Alexander Rigby

Alexander Rigby (1594 – 18 August 1650) was an English lawyer and politician who sat in the House of Commons between 1640 and 1650. He was a colonel in the Parliamentary army in the English Civil War.

Life

Rigby was the son of Alexander Rigby and his wife Ann Asshaw of Wigan and was baptised on 9 July 1594 in Flixton, a village that was historically within the boundaries of Lancashire.[1] He was a member of the Puritan branch of the Rigby family seated at Middleton in Goosnargh near Preston.[2] He was admitted to Gray's Inn in 1610 and became a lawyer.[3]

In April 1640, Rigby was elected Member of Parliament for Wigan in the Short Parliament. He was re-elected MP for Wigan in November 1640 for the Long Parliament and sat until his death in 1650.[4] He was Deputy Lieutenant for Lancashire in 1641 and became a colonel in the Parliamentary army in 1643. Also in 1643 he purchased the Plough Patent for land in Lygonia, Maine between Cape Porpoise and Kennebec River, which includes the area occupied by today's town of Portland.[3]

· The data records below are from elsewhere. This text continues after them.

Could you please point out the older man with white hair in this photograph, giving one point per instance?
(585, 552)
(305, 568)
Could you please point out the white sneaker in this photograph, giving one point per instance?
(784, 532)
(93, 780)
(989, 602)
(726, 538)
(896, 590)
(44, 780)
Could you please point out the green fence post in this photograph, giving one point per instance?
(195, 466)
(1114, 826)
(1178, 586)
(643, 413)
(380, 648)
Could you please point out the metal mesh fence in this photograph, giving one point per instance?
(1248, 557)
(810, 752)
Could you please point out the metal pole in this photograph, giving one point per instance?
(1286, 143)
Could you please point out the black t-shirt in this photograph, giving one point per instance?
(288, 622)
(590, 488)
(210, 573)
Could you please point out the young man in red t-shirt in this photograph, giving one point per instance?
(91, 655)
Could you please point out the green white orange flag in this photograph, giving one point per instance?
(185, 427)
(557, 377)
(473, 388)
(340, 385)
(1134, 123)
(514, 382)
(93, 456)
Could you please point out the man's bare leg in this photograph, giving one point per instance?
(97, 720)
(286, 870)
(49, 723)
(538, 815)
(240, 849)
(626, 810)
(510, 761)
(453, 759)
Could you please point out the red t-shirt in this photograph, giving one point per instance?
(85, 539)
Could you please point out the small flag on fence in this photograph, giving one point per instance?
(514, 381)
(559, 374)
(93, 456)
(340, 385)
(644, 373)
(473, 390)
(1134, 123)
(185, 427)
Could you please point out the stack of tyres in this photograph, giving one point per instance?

Rigby was chief commander of forces in Lancashire and at the beginning of 1644, led the attack on Lathom House defended by Charlotte Stanley, Countess of Derby in the Siege of Lathom House.[2] After withdrawing his forces from Lathom, he was caught in the Bolton Massacre when the parliamentarians were surprised in an attack by Prince Rupert. He took his surviving forces to meet the main parliamentarian army at York, and led a regiment at the Battle of Marston Moor on 2 July 1644.

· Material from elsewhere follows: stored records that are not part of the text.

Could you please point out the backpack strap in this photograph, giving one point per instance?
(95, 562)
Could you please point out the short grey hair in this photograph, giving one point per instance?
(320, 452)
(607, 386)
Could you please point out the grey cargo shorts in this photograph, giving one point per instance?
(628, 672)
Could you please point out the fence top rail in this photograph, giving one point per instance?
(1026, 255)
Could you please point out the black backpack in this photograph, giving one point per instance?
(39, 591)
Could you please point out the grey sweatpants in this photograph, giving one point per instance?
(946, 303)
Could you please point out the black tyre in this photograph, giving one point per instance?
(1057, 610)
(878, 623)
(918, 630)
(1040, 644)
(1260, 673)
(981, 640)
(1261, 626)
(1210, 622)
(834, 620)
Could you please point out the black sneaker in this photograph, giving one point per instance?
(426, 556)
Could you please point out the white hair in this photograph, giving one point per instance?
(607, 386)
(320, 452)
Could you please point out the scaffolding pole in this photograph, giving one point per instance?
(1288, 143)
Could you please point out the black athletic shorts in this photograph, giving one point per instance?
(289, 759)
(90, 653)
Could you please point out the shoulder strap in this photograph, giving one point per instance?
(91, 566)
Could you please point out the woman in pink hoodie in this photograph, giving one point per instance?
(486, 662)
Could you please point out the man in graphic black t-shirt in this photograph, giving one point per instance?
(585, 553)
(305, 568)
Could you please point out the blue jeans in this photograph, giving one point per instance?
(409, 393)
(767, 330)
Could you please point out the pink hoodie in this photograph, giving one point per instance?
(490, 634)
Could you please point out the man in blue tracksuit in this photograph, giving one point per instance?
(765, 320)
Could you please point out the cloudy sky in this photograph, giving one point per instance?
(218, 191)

In 1649 Rigby was nominated one of judges in the trial of the King, but declined to act. He was appointed Serjeant-at-law to the Commonwealth in May 1649 and became a Baron of the Exchequer on 1 June 1649.

Rigby contracted an infection at Croydon while on circuit and died at the age of 56.[2]

Rigby married Lucy Legh of Manchester[3] and was succeeded by his son Alexander.[5]